When King became the Crown Estate’s sustainability leader upon her 2007 appointment as legal director, it marked a new departure for the business. ‘There are many threats and opportunities around sustainability,’ she says. ‘But like any strategy in a fast-changing sector, our sustainability strategy needs constant refreshing. Last year, as in previous years, we were able to reduce our carbon emissions intensity while still growing the business.’

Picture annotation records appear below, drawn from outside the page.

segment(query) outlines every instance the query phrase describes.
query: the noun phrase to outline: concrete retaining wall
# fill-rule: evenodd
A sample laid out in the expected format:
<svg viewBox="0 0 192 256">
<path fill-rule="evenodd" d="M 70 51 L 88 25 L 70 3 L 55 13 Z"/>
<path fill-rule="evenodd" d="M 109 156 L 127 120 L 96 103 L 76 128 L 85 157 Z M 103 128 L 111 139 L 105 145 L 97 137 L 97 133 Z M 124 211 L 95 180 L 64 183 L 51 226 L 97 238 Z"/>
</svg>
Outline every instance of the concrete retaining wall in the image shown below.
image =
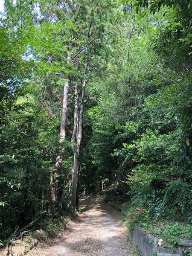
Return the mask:
<svg viewBox="0 0 192 256">
<path fill-rule="evenodd" d="M 143 231 L 140 227 L 135 227 L 134 232 L 129 232 L 129 239 L 132 240 L 133 244 L 142 256 L 152 256 L 154 252 L 158 252 L 159 256 L 163 256 L 167 253 L 171 253 L 170 250 L 166 248 L 159 246 L 158 239 L 155 237 L 150 236 Z M 192 241 L 189 239 L 181 240 L 182 246 L 179 248 L 175 248 L 173 254 L 180 256 L 184 256 L 183 249 L 188 249 L 192 247 Z"/>
</svg>

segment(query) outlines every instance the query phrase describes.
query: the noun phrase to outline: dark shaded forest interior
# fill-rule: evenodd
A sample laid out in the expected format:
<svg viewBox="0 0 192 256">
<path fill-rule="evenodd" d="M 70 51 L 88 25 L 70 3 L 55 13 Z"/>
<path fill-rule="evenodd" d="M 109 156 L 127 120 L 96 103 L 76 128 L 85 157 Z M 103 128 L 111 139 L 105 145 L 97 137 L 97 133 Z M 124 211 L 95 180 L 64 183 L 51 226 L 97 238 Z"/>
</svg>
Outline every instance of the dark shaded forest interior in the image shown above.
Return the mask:
<svg viewBox="0 0 192 256">
<path fill-rule="evenodd" d="M 0 244 L 112 187 L 130 228 L 179 221 L 192 238 L 192 0 L 3 7 Z"/>
</svg>

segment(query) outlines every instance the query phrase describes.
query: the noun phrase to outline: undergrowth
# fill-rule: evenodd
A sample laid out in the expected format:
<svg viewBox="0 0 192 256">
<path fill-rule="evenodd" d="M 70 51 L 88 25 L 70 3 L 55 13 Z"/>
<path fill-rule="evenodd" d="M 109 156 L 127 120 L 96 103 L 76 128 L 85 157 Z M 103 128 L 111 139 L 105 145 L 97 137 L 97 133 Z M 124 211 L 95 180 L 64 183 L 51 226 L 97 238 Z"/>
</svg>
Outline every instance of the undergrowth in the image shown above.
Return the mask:
<svg viewBox="0 0 192 256">
<path fill-rule="evenodd" d="M 149 235 L 161 239 L 161 246 L 169 247 L 171 253 L 175 246 L 182 245 L 181 240 L 192 239 L 192 225 L 183 221 L 155 218 L 150 215 L 150 210 L 143 206 L 132 205 L 130 202 L 124 204 L 122 218 L 123 224 L 129 230 L 133 231 L 135 225 L 140 227 Z M 192 256 L 192 250 L 186 250 L 185 253 L 188 256 Z"/>
</svg>

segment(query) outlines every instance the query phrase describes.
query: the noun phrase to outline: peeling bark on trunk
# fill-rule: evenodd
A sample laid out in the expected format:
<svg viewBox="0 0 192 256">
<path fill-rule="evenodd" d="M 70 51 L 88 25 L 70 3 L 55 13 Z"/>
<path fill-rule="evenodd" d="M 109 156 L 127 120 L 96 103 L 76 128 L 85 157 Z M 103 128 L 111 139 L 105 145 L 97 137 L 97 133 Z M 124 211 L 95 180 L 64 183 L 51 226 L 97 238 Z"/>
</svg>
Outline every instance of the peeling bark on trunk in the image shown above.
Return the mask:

Our discussion turns to King’s role as a trustee of the Women’s Pioneer Housing Trust. She explains that the charity, based in west London, was founded in 1920 to help single women on low incomes find affordable homes. It currently has 1,000 housing units, which is ‘quite small’, she says. Waiting lists are closed and the charity’s priority now is to devise innovative ways to increase its housing stock.

The Gazette asks why someone with a demanding job would want to take on extra responsibilities.

She replies: ‘It’s a way of making a contribution to society. You should know what the role entails before sitting on a board and then make adjustments to your life. You might, for instance, have to put off piano lessons for a while. You just have to make the time to do things if you want to broaden your perspective.’